Abstract

HNL1 is a reconstructed flowering plant hydroxynitrile lyase that is believed to have existed about 100 million years ago and displays promiscuity for esterase functionality. In other words, although HNL1 has low activity for an esterase function that hydrolyzes esters to an alcohol and acids, it is primarily a hydroxynitrile lyase, catalyzing the breaking of acetone cyanohydrin to acetone and cyanide (independent of water). The cyanide, produced through HNL1's lyase function, is released when herbivores wound the plant, thus acting as a natural defense mechanism. HNL1 allows us to see divergence in the evolutionary history of the alpha/beta‐hydrolase fold superfamily, a general class of hydrolytic enzymes with a core of variable numbers of alpha helices and beta strands. Indeed, HNL1 has a core of six alpha helices and six beta strands, and because it gave rise to several modern hydroxynitrile lyases (in plants such as the rubber tree, cassava, and wild castor) while retaining methyl esterase activity, we can explore the divergence between these two types of enzymes on the structural level.
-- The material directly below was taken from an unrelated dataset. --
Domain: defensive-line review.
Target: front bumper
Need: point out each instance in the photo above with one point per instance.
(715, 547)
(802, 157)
Specifically, we investigated how the reconstructed ancestral protein HNL1 phylogenetically relates to modern HNL and esterase proteins. The Minnetonka CBM SMART team used 3D modeling and printing technology to examine structure‐function relationships and the divergence of HNL1. Through the use of the Basic Local Alignment Search Tool (BLAST) provided by the National Center for Biotechnology Information (NCBI), we determined the percent similarity between protein sequences of the ancestral protein HNL1 and its modern counterparts. Then, this information was used to construct a phylogenetic tree in which HNL1's position at a specific node of special divergence was identified. Finally, while it is known that some of the amino acids in the active site are important for promiscuity, the specific identity and location of these amino acids within the protein are still actively being researched.